Вскорости шум поднял с немецким начальством. — Почему у вас порядок вверх ногами? Вас сюда не на то привезли, чтоб у наших мастеров своих ребят учили. — Немцы отбиваются, что у старика учиться нечему. Ну, всё-таки уступили. Старик Швецов рад-радёхонек, а молодой пуще того, оба во всю силу стараются. Сталь пошла не в пример лучше. Аносов похваливает:

— Старайся, дедушка!

А старик в задор вошёл:

— Дай. срок, я тебе такую сварю, как в старинных башкирских ножах бывает. Видал?

С этого и началось. Аносову этот разговор в самую точку попал, потому как он ножами да саблями старинной работы давно занимался. Обрадовался он и объявил:

— Коли сваришь такую, рассчитывай, что тебя и внучка твоего на волю охлопочу.

Что и говорить, как при таком обещании люди старались. Дедушка Швецов из заветного сундучка какие-то камешки достал, растолок их в ступке и стал подсыпать в каждую плавку. Норовит сделать всё-таки без Аносова. Внучек спрашивает:

— Что это ты, дедушка, подсыпаешь?

А дед ему в ответ:

— Помалкивай до поры. Это тайность коренная, про неё сказать не могу.

Парень давай уговаривать старика, чтоб он не таился от Аносова, а старик объясняет:

— Верно, парень! Мне и самому вроде это стыдно, а не могу. Тятя покойный с меня заклятье взял, чтоб сохранить эту тайность до своего смертного часу. В смертный час велено другому надёжному человеку передать из крепостных же, а больше никому. Хоть золотой будь!

Так они и работали, с потайкой от Аносова. Старик на верную дорожку вышел, да не дотянул. Сварил как-то и говорит внуку:

— Пойдём поскорее домой. Не выварил, видно, я своей воли, крепостным умирать привелось.

Пришли домой. Старик первым делом заклятье с внука взял. Такое же, как с него отец брал. Одно прибавил:

— Коли на волю выйдешь, тогда как знаешь действуй. Этого сказать не умею.

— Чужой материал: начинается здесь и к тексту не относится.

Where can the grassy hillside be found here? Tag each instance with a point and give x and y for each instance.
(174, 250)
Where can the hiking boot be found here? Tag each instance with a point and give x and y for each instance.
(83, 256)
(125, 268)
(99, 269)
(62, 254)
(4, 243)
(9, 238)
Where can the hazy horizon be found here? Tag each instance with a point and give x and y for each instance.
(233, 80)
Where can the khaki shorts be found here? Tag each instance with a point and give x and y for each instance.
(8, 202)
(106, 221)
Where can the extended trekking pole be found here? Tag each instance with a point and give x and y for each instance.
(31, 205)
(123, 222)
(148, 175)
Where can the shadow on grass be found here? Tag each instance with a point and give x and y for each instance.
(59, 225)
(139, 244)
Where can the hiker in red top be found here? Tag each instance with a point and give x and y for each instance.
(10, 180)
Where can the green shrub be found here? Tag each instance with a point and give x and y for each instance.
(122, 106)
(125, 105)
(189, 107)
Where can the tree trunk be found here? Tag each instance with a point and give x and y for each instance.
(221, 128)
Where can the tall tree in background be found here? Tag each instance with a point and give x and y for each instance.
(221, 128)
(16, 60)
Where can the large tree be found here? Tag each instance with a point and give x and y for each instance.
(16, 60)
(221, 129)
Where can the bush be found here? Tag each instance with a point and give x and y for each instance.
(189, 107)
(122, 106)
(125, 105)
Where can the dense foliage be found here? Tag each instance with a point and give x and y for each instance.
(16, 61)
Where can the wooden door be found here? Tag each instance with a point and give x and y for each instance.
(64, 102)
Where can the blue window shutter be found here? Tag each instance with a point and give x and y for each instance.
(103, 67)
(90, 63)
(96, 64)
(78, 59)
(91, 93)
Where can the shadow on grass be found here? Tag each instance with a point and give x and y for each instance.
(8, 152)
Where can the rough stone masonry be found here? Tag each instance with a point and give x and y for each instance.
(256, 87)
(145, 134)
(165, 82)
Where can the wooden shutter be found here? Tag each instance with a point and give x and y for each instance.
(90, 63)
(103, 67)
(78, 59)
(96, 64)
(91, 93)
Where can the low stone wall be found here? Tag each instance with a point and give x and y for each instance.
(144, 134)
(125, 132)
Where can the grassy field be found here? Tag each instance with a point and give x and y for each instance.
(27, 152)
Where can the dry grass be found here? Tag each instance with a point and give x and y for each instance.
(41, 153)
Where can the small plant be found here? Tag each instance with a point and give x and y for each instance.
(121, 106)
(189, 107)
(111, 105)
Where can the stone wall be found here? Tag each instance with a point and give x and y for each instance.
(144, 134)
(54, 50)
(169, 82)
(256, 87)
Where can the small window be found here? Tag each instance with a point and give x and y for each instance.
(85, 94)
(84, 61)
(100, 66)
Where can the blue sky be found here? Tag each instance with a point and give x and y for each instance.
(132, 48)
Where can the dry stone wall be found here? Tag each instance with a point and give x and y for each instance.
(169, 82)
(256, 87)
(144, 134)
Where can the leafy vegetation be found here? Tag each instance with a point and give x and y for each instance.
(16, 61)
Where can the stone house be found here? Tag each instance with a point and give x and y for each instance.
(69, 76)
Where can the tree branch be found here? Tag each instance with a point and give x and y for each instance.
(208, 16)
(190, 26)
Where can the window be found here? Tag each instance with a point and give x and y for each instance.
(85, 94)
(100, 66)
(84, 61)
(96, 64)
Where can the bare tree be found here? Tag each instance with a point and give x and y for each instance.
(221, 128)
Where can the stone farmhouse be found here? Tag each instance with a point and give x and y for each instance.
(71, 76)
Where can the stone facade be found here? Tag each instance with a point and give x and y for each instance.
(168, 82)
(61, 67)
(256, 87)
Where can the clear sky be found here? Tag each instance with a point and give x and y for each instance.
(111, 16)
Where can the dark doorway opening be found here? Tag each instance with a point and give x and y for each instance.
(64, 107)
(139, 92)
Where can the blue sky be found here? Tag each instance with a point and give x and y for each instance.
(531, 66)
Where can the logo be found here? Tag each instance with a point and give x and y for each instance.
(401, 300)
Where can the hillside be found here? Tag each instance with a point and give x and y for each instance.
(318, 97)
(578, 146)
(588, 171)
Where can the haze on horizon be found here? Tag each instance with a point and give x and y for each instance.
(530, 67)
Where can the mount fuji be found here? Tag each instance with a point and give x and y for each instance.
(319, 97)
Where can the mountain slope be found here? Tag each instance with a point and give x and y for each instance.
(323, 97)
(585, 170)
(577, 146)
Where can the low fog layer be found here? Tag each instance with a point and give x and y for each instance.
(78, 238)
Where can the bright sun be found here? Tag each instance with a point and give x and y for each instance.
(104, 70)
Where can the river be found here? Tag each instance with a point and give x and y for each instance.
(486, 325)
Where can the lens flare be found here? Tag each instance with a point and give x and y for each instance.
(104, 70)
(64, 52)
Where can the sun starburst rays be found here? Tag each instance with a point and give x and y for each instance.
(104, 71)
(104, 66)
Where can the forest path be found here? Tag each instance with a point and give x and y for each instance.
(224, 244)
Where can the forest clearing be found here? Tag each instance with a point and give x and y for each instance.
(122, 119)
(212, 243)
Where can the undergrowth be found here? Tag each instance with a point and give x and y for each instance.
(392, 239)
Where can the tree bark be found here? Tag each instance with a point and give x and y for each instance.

Потом старик открыл свой сундучок заветный, а там у него всякая руда. Объяснил, где какую искать, коли не хватит, и то. рассказал, от какой руды крепости прибавляется, от какой — гибкость. Одним словом, всё по порядку, а дальше и говорит:

— Теперь мне этими делами заниматься не годится, беги за попом!

Внук так и сделал, и старик не задержался, — в тот же вечер умер. Похоронили старика Швецова, а молодой на его место стал. Парень могутный, в полной силе, без подручного обходится, а сам по дедушкиной дорожке всё вперёд да вперёд идёт. Аносов тоже не без дела сидел. Он опять над тем бился, как лучше закалять поделку из швецовских плавок. Долго не выходило. Ну, попал-таки в точку. Заводский же кузнец надоумил. Вот тогда и вышел тот самый булат, коим наш завод на весь свет прославился. Аносов, может, и не заметил, что плавка-то уж после старика доведена. Всё-таки слово своё не забыл, стал хлопотать вольную молодому мастеру Швецову. Нескоро дали, да ещё Аносову пришлось сперва взять обещание, что ни на какой другой завод Швецов не пойдёт. Тот, разумеется, такое обещание дал, а сам думает: — какая-то воля особая, без выходу. Тут ещё спотычка случилась.

Он, этот молодой Швецов, частенько по делу бывал у Аносова в доме. Аносов в ту пору уж семейный был. Детишки у него бегали. И была у них в услужении девушка Луша. С собой её Аносовы привезли. Вот эта девушка и приглянулась Швецову. Домашние, понятно, отговаривали парня:

— В уме ли ты? Она, поди-ка, крепостная Аносовых. С чего они её отдадут? Да и на что тебе нездешняя? Мало ли своих заводских девок?

Разговаривать о таком всё равно, что воду неводом черпать. Сколько ни работай, тачку не будет. Не родился, видно, ещё мастер, который бы эту тайность понял, почему человека к этому тянет, а к другому нет. Не послушался Швецов своих семейных, сам свататься пошёл. Аносов помялся и говорит:

— Это как барыня скажет, а я не могу.

Барыня поблизости случилась, услышала, зафыркала:

— Это ещё что за выдумки! Чтоб я свою Лушу ему отдала? Да она у меня в приданое приведена. С девчонок мне служит, и дети к ней привыкли.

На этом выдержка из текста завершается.